Most recently, his group is focusing on the Click chemistry based chemical modification of DNA and its application in bionanotechnology sector.

As of January 2016, Brown has published more than 300 articles in peer-reviewed journals, with many of his papers appearing in highly selective journals like Nature, Nature Biotechnology, Cell, Nucleic Acids Research, JACS, and PNAS. His papers have been cited over 18,000 times and he has an h-index 68.

==Awards and honours==
Brown was elected as a fellow of the Royal Society of Chemistry and Royal Society of Edinburgh.

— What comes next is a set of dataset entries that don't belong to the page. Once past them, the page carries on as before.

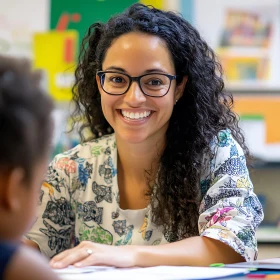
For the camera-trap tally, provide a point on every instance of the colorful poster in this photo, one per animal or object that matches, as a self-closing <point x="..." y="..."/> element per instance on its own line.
<point x="55" y="53"/>
<point x="70" y="14"/>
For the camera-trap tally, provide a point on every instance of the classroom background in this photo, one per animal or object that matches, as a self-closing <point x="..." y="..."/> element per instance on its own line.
<point x="244" y="34"/>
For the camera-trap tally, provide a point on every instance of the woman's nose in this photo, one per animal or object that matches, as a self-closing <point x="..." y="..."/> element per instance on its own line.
<point x="134" y="96"/>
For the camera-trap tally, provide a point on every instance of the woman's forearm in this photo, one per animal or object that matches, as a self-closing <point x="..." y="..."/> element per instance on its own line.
<point x="194" y="251"/>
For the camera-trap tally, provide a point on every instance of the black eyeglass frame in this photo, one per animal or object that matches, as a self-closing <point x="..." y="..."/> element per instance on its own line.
<point x="136" y="79"/>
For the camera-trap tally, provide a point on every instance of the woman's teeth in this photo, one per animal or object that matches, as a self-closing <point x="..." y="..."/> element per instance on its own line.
<point x="135" y="116"/>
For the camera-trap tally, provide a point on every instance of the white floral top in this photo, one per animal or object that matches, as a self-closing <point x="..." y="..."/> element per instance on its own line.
<point x="80" y="201"/>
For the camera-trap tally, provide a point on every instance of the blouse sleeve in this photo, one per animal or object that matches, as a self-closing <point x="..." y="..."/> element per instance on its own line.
<point x="54" y="224"/>
<point x="230" y="210"/>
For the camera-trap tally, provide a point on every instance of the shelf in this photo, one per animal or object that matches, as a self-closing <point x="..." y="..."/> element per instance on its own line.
<point x="268" y="235"/>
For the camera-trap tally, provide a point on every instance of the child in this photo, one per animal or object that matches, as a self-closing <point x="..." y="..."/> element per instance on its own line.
<point x="25" y="129"/>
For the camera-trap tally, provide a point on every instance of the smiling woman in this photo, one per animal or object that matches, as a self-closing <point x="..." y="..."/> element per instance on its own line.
<point x="166" y="165"/>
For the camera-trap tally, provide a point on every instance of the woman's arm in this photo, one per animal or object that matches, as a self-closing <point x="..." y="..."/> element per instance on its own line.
<point x="193" y="251"/>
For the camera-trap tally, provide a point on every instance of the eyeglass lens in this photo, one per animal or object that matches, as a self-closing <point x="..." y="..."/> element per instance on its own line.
<point x="151" y="84"/>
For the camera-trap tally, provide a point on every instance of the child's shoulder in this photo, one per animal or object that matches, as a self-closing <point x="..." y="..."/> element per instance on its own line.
<point x="92" y="147"/>
<point x="29" y="264"/>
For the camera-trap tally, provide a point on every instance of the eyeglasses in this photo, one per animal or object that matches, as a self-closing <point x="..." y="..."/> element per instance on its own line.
<point x="152" y="84"/>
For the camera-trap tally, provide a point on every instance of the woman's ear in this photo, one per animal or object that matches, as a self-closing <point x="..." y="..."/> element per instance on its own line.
<point x="11" y="185"/>
<point x="98" y="83"/>
<point x="180" y="89"/>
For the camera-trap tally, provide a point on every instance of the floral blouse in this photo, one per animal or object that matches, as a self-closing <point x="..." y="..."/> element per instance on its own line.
<point x="80" y="201"/>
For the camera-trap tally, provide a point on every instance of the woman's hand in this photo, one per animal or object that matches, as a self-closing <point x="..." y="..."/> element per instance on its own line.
<point x="89" y="253"/>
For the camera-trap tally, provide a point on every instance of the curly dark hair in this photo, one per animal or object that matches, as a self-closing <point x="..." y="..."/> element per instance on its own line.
<point x="25" y="116"/>
<point x="202" y="111"/>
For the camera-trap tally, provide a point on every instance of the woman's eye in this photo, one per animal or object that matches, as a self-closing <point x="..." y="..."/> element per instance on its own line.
<point x="155" y="83"/>
<point x="117" y="80"/>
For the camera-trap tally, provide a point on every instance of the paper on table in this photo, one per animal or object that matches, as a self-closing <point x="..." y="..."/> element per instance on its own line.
<point x="156" y="273"/>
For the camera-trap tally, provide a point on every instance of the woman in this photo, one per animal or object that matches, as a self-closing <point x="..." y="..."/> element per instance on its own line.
<point x="166" y="166"/>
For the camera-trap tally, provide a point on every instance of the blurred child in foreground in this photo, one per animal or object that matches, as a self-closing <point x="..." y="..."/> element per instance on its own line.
<point x="25" y="129"/>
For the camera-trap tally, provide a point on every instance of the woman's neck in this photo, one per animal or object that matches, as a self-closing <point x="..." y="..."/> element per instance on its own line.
<point x="137" y="158"/>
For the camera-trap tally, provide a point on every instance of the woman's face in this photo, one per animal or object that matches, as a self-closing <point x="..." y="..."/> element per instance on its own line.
<point x="134" y="116"/>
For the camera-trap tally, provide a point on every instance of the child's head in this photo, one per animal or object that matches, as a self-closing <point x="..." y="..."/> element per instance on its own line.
<point x="25" y="130"/>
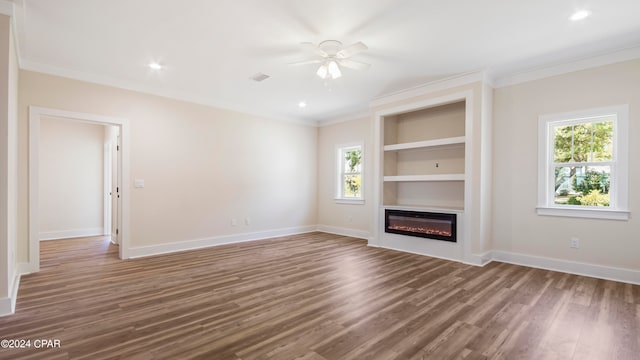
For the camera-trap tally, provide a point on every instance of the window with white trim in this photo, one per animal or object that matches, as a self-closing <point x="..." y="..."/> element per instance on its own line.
<point x="349" y="182"/>
<point x="582" y="166"/>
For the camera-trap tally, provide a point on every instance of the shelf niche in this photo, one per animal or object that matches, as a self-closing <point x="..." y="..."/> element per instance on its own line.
<point x="424" y="157"/>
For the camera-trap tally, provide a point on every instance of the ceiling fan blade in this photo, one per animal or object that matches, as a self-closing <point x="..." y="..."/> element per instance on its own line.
<point x="313" y="49"/>
<point x="306" y="62"/>
<point x="352" y="64"/>
<point x="351" y="50"/>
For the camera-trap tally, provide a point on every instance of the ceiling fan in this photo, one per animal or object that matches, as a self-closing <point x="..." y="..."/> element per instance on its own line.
<point x="332" y="56"/>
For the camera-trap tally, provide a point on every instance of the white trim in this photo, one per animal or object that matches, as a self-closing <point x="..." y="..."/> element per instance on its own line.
<point x="107" y="175"/>
<point x="617" y="56"/>
<point x="185" y="96"/>
<point x="378" y="153"/>
<point x="150" y="250"/>
<point x="620" y="178"/>
<point x="343" y="119"/>
<point x="347" y="201"/>
<point x="439" y="143"/>
<point x="434" y="177"/>
<point x="571" y="267"/>
<point x="338" y="173"/>
<point x="8" y="304"/>
<point x="359" y="234"/>
<point x="6" y="8"/>
<point x="428" y="88"/>
<point x="66" y="234"/>
<point x="35" y="114"/>
<point x="587" y="213"/>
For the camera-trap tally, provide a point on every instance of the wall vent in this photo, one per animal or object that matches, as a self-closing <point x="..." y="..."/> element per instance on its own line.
<point x="259" y="77"/>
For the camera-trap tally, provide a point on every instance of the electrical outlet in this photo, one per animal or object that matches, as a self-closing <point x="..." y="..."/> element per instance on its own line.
<point x="575" y="243"/>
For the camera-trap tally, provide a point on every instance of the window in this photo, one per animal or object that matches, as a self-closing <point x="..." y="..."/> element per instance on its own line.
<point x="350" y="159"/>
<point x="582" y="165"/>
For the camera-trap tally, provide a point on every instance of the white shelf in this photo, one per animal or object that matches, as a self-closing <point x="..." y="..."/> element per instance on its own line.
<point x="444" y="209"/>
<point x="458" y="140"/>
<point x="433" y="177"/>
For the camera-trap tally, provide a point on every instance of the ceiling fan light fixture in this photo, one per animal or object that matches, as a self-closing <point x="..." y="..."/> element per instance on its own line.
<point x="323" y="71"/>
<point x="334" y="69"/>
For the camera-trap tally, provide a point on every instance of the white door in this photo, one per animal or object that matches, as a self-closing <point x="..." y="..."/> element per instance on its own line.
<point x="115" y="192"/>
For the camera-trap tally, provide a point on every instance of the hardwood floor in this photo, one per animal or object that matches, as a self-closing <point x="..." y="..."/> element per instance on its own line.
<point x="314" y="296"/>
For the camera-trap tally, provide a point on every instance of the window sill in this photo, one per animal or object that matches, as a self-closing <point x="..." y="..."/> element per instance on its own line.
<point x="590" y="213"/>
<point x="349" y="201"/>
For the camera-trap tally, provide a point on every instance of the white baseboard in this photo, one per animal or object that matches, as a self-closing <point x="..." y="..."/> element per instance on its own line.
<point x="142" y="251"/>
<point x="67" y="234"/>
<point x="572" y="267"/>
<point x="8" y="305"/>
<point x="360" y="234"/>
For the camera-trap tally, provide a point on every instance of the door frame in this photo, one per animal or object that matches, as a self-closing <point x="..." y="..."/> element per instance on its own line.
<point x="35" y="115"/>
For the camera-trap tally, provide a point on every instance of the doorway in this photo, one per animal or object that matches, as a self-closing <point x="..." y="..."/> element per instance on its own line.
<point x="120" y="172"/>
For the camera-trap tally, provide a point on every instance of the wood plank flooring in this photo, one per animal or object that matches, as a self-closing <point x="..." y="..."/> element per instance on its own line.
<point x="313" y="296"/>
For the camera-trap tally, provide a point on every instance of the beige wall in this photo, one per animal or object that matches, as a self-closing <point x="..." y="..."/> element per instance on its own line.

Apart from that, he has received the following major honours in recognition of his research work:

- 1992: Brown received Makdougall Brisbane Prize from the Royal Society of Edinburgh.
- 1992: Brown was awarded Josef Loschmidt Award by the Royal Society of Chemistry
- 2004: Brown received Leverhulme Trust Senior Research Fellowship from the Royal Society.
- 2008: Brown delivered Keynote Lecture at the Molecular Frontiers Symposium, in the Institute of Bioengineering and Nanotechnology, A*STAR.
- 2009: Brown received RSC Interdisciplinary Award from the Royal Society of Chemistry
- 2014: Brown received Chemistry World Entrepreneur of the Year Award.
- 2015: Brown delivered the invited lecture at the Nobel workshop, organised by the Royal Swedish Academy of Sciences and Chalmers.
- 2015: Brown was awarded MPLS Impact lifetime Award by the Mathematical, Physical and Life Sciences Division (MPLS) of the University of Oxford
- 2016: Brown received the BBSRC Commercial Innovator of the Year 2016 award and BBSRC Innovator of the Year 2016 award.

==Companies==
While working at the University of Edinburgh, Brown founded Oswel Research Products (the name 'Oswel' came from "Oligonucleotide synthesis" and "Wellcome Trust"), a company which was dedicated to automated DNA synthesis. Later, in 1995, the company moved to Southampton, along with Brown. In the year 1999, when the company had turnover of GBP 2.2 million and a profit of GBP 0.7 million, Eurogentec acquired Oswel.

In 2004, Brown co-founded (along with two of his University of Southampton colleagues) Primerdesign, a company which designs and manufactures products for quantitative Real-time polymerase chain reaction. The company is best known for creating rapid Swine Flu detection kit in 2009, and for creating a test for the SARS-CoV-2 virus strain in 2020.

In 2005, Brown founded ATDBio with an aim to synthesize chemically modified oligonucleotides for technical applications. As of June 2014, this company maintains two different labs at Southampton and Oxford.